Nov 18 11
One of the things about teaching is that you end up with lots of pieces of “remnata,” or samples that you threw together to demonstrate a technique but that don’t really have a use beyond that demo. If I’m on the ball and have some time, I usually make samples up in a way that I can use them later for some other project. The piece above was fused together so I’d have some fern samples that I could free motion embroider as a demo. It seems like when I teach that leaf class, everyone gets to this part at a different time, so I wanted to have lots of ferns to demo on. As it turns out, I didn’t get to demo on even half of them! But, I really like this so it will eventually get finished into something special. Here’s another block that I fused up for that class:
These leaves are the fusible version of reverse applique. What makes them special is that negative space that’s created by cutting away the vein line section. You don’t have to finish the edges, but if you do, it adds an interesting “kick” to the leaf:
I have mixed feelings about satin stitching.
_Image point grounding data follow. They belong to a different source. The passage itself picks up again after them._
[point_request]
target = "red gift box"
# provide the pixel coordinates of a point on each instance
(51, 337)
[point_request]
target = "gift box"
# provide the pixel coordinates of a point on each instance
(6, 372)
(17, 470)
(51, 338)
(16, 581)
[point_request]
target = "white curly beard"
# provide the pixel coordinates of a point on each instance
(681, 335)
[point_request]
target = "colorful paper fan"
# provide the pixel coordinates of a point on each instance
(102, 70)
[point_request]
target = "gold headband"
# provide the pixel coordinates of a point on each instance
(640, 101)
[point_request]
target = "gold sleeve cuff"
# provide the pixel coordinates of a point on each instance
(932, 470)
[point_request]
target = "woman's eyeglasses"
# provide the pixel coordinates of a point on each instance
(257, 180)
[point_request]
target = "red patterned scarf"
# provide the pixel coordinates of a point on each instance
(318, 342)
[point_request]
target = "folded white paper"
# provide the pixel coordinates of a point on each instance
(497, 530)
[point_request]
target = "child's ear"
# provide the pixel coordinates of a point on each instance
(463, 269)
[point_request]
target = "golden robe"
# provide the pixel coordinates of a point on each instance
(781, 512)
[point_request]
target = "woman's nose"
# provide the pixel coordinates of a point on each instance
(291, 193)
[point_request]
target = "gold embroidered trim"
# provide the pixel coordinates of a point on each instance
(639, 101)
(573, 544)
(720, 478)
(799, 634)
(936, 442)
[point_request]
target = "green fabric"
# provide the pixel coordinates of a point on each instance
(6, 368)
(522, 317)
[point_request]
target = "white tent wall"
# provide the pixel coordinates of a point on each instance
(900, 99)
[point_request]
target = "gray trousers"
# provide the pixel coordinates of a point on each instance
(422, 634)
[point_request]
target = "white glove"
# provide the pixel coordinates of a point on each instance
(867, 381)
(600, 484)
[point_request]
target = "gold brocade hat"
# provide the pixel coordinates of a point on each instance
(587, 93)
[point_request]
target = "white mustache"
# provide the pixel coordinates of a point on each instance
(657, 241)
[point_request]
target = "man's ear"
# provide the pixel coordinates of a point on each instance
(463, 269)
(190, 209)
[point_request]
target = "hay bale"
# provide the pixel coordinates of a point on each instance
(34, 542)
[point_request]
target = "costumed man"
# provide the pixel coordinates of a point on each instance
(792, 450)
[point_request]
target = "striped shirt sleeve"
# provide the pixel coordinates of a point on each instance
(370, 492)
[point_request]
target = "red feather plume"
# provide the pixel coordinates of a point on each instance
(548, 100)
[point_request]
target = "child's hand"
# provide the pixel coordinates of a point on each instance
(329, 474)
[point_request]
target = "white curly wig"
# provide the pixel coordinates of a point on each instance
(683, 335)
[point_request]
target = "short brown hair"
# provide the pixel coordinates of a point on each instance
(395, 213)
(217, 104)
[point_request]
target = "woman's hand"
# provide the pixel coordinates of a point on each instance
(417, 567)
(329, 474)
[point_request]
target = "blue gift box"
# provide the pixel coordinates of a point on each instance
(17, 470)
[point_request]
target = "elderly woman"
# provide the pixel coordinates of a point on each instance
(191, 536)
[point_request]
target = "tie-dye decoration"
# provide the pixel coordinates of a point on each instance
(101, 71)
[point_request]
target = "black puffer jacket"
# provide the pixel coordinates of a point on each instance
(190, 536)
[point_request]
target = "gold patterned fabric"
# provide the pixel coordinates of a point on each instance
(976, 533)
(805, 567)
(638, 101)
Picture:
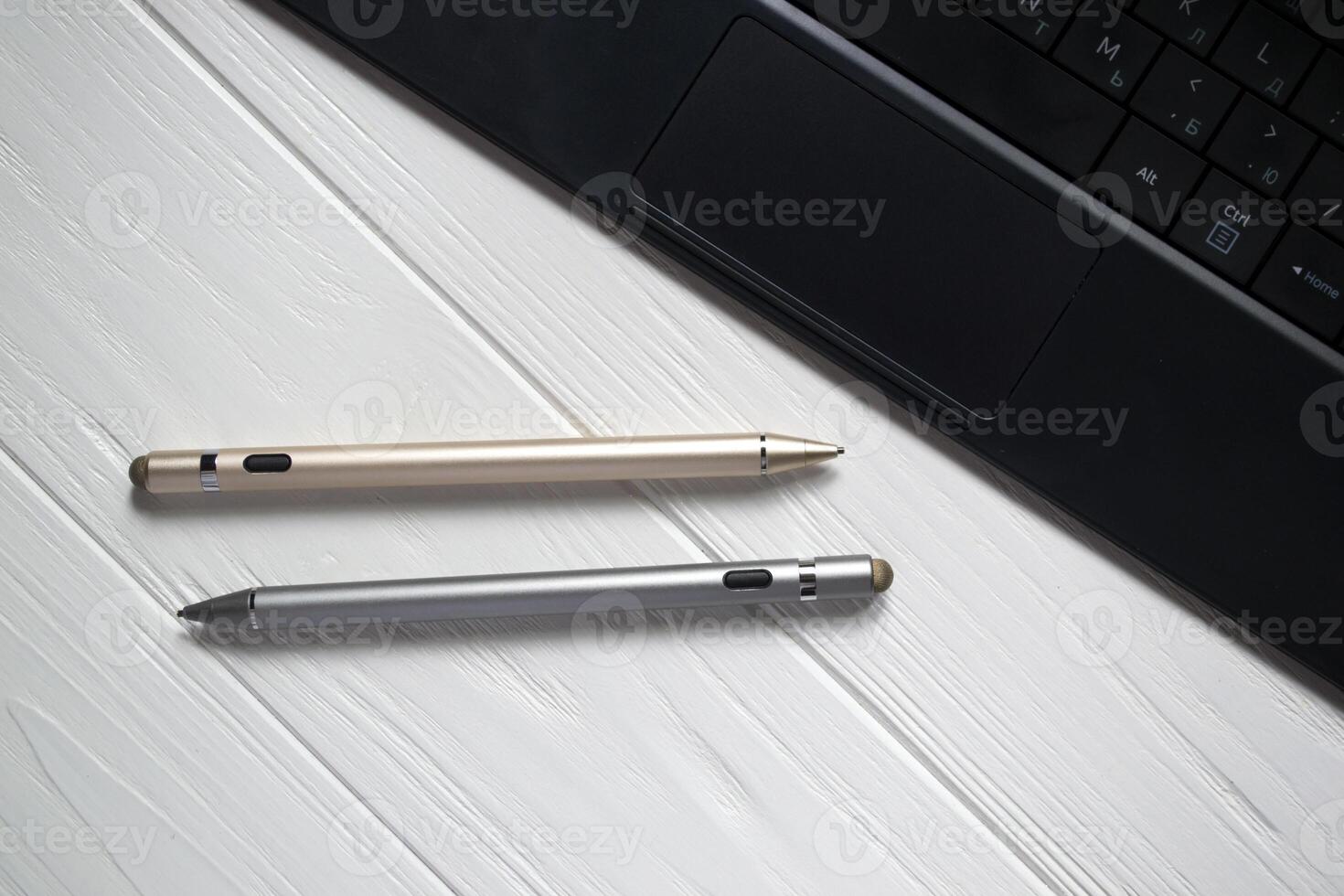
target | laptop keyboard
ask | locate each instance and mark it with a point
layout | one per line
(1217, 123)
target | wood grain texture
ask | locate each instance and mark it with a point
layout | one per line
(1206, 761)
(179, 274)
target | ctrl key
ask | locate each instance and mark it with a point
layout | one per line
(1304, 280)
(1229, 228)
A part of me is bored by it; it’s used so much that it makes me yearn for something more novel as an edge finishing design. BUT, the wonderful thing about satin stitching is that it provides a definitive line and that line can be powerful and used in different ways. If you vary the width and taper the line at points like above, it helps to accentuate the delicacy of the leaf and its vein lines. The first time I used a satin stitch to finish the edges of one of these leaves, I used it to save the design. I’d made a poor choice in colors and the leaf color didn’t have enough contrast with the background fabric, but once I threw in a satin stitch in a really high contrast color, that fine line of satin stitching made everything pop! There’s plenty of contrast between the orange leaf and the background fabric below:
but you can see that the thread work is really adding a nice zing to this leaf, even though it’s just barely been embroidered. Here’s a shot of it finished, and I love how adding the red satin stitching makes this fall leaf look almost like it’s on fire:
And here’s the block with both of them finished:
(That white stuff you see beyond the edges of the block is a tear away stabilizer. Because part of the satin stitch falls outside the area of fusible web, it’s important to have a stabilizer to avoid fabric puckering. It will be torn off before tlock is used for anything.) Here’s what the backside looks like; I even like how this came out:
Both of these pieces of remnata will someday make their way into a finished product. For now, though, they’ll be staying in the closet!